This flowchart is meant to address a performance issue that applications may experience in conjunction with SQL Server.
flowchart TB
Starting(Starting the performance tuning) -->
IsolateTsql{Have you identified and isolated <br> the process with the problem?}
IsolateTsql --> | Yes | IsolateTsql_Yes[Determine app source of code]
IsolateTsql --> | No | IsolateTsql_No["Use the <b><i>#quot;monitoring and isolating <br>a process causing problems#quot;</i></b> <br>workflow to identify the process"]
IsolateTsql_No --> Starting
IsolateTsql_Yes --> ExecPattern{Check with app owner.<br>Is this execution <br>pattern expected?}
ExecPattern --> | Yes/Unknown | ExpectedPerformance{Do you know what is the expected <br> performance and number of <br>exec. per minute of this code?}
ExpectedPerformance --> | Yes | ContinueOptimization["Continue with optimization"]
ExpectedPerformance --> | No | MonitoringTool{"Is there any monitoring <br>tool capturing<br> exec. stats data for this <br>code?"}
MonitoringTool --> | Yes | MonitoringTool_Yes[Identify the exec. stats of the <br>code to use it as a bench] --> FoundBench
MonitoringTool --> | No | InstanceAccess{Do you have access to<br> the SQL instance running<br> the process?}
InstanceAccess --> | Yes | QueryStore{Is it query store available<br> and enabled for this DB?}
QueryStore --> | Yes | QueryStore_Yes[Use QS dmvs to get exec. stats of the <br>code to use it as a bench]
QueryStore_Yes --> FoundBench
QueryStore --> | No | PlanCacheDMV[Use sys.dm_exec_query_stats to get<br> exec. stats of the code to <br>use it as a bench]
PlanCacheDMV --> FoundBench{Were you able to identify <br>the exec. stats?}
FoundBench --> | Yes | FoundBench_Yes[Double check exec. stats numbers with app <br>owner to confirm this pattern is expected <br>and set improvement expectations]
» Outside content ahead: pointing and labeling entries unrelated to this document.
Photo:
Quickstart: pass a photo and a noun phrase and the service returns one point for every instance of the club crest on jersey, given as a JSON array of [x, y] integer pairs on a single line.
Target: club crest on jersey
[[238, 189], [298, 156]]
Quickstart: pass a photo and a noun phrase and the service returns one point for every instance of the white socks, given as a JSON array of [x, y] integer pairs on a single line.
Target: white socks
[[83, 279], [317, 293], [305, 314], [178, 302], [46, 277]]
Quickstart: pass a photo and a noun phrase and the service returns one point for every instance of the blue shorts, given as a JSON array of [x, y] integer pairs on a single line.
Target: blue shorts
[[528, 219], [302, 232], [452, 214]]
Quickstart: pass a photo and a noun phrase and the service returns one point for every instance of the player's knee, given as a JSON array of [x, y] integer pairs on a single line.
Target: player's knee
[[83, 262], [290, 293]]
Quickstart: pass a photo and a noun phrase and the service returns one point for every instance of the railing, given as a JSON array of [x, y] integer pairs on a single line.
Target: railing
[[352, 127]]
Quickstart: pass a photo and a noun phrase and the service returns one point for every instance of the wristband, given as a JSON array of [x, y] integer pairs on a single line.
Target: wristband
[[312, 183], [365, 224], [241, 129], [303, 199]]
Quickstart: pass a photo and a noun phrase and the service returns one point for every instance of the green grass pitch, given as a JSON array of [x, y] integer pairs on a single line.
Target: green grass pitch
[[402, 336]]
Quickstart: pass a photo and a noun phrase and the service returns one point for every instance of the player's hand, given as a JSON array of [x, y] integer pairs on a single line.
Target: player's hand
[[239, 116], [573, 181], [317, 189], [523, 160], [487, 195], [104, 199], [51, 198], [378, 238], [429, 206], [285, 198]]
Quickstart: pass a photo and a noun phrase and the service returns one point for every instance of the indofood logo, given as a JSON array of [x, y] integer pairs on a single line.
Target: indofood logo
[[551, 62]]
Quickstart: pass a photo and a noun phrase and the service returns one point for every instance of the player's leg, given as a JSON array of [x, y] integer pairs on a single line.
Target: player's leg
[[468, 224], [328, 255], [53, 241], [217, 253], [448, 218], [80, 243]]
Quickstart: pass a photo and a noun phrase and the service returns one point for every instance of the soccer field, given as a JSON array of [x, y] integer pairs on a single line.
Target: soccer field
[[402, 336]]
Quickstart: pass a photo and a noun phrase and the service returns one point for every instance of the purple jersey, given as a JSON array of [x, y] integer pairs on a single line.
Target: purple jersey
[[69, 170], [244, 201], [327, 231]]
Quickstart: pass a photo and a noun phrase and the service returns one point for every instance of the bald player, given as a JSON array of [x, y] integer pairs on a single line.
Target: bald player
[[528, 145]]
FoundBench_Yes --> ContinueOptimization
FoundBench --> | No | Profiler_XE{"Can you run the process now <br>and capture exec. stats using <br>Profiler or a xEvent?"}
Profiler_XE --> | Yes or process runs often | Profiler_XE_Yes[Start a trace to capture the exec. stats<br> Make sure you've got permission to start the <br>trace and used the correct filters]
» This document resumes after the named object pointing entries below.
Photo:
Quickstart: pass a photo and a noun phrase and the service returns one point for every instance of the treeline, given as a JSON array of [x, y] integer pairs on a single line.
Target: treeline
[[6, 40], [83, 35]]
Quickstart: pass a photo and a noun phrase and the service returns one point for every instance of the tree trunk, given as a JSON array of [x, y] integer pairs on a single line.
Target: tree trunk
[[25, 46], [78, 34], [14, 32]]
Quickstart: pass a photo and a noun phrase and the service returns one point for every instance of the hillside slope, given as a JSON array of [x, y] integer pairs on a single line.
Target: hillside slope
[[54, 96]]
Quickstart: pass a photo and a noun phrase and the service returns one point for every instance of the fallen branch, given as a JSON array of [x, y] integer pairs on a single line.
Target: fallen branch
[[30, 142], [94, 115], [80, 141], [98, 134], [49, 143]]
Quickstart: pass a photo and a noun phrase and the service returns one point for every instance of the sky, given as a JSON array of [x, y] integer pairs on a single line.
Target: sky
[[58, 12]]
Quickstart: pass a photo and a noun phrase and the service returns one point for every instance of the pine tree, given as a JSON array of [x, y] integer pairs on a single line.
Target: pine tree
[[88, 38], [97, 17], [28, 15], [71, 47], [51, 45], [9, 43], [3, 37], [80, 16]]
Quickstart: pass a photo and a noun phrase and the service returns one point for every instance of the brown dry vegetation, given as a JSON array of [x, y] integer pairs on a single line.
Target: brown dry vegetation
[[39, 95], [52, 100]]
Profiler_XE --> | No | RunInTest_1{Is there a test environment <br>available to run the process?}
RunInTest_1 --> | Yes | Profiler_XE_Yes --> FoundBench_Yes
RunInTest_1 --> | No | RunInTest_No[Check with client what is the <br>expectation for the optimization and <br>use it as a bench] --> FoundBench_Yes
ExecPattern --> | No | FixApp[Fix the issue in app to correct the pattern]
FixApp --> FixAppQ{Did this fix <br>the problem?}
FixAppQ --> | Yes | FixAppQ_Yes["That was easy, all good! #128588;"]
FixAppQ --> | No | ExpectedPerformance
ContinueOptimization -->
CheckResources{"Is there an unexpected spike<br> in the workload or resource <br>usage(batch requests/sec, <br>CPU, disk and etc) that<br> could explain the problem?"}
CheckResources --> | Yes | CheckResources_Yes["Use the <b><i>#quot;General slowness#quot;</i></b> <br>workflow to resolve this problem"]
CheckResources --> | No | WhereToTestIt
WhereToTestIt{Is there a test environment <br>available to run some tests<br> of the process?}
WhereToTestIt --> | Yes | IsTestUpdated{"Is it DB and app in test env. <br>the same (SQL version, edition, <br>number of rows tables, schema<br> and app release) as in prod?"}
IsTestUpdated --> | Yes | ContinueInTest[Continue optimization on <br>test environment] --> StartingOptimization
IsTestUpdated --> | No | IsTestUpdated_No_1[Ask client to refresh the test env.] --> IsTestUpdated_No_2[A quick alternative would be use a cloned<br> DB or export the schema including <br>the stats] --> ContinueInTest
WhereToTestIt --> | No | TestInProd[Explain the client the risks<br> of doing optimization in prod <br>and ask for approval to move<br> forward]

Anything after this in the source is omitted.